I am of Scottish descent also, the MacDonald Clan. Traveled to Scotland, and the highlands, 2 years ago. Plan a return trip as soon as Americans are allowed to travel abroad. Welcome to the forum.....................................................Dizzy


----------



## hounddawg (Sep 22, 2020)

www.homebrewohio.com free shipping on orders over $50. green Bordeaux bottles, $14.99 a case. no taxes if your not in Ohio,,,, where i live no wineries, have to order everything
Dawg


----------



## DPCellars (Sep 22, 2020)

I bought several cases last year from Lodi Wine Labs. The total ended up being about .80 per bottle. Man, that was so nice. The previous year (my first), I spent way too much time soaking and peeling off labels.


----------



## hounddawg (Sep 22, 2020)

DPCellars said:


> I bought several cases last year from Lodi Wine Labs. The total ended up being about .80 per bottle. Man, that was so nice. The previous year (my first), I spent way too much time soaking and peeling off labels.
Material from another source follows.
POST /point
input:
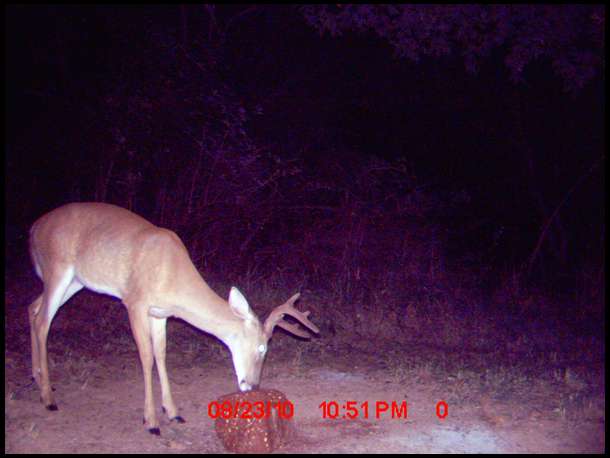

is that including shipping and if so could i get that site, hehe where i live, well you can see the woods for the trees ,but not the road,,,lol
Dawg


----------



## DPCellars (Sep 22, 2020)

hounddawg said:


> is that including shipping and if so could i get that site, hehe where i live, well you can see the woods for the trees ,but not the road,,,lol
> Dawg



I am lucky enough to live about 4 miles from them, so I did not have to deal with shipping. But, here is the link, because you never know Lodi Wine Labs


----------



## Polar Mike (Sep 23, 2020)

I'm in Ottawa Canada and mine were $15.30 (CDN) a case from my local wine shop....


----------



## Tigre Cieca di Bocco (Dec 4, 2020)

I just buy the Bordeaux style at my local wine shop for $10.50/case. I also picked up a case of 1.5L fiasco bottles for a batch of "Chianti" style I just started to try and give it that original classic Chianti look. Overall though I like the simplicity and look of the Bordeaux for all red varieties.


----------



## Rocky (Dec 4, 2020)

Please don't anyone take this the wrong way but as an old procurement guy, I always get a chuckle out of phrases like "free shipping." I doubt that Home Brew Ohio has found someone who will ship purchases greater than $50 for no charge, i.e. the transporter does not do the work _gratis_. What they should put on their sites is "shipping is included for orders greater than $50."


----------



## sour_grapes (Dec 4, 2020)

Tigre Cieca di Bocco said:


> Overall though I like the simplicity and look of the Bordeaux for all red varieties.



Plus they stack a lot better!


----------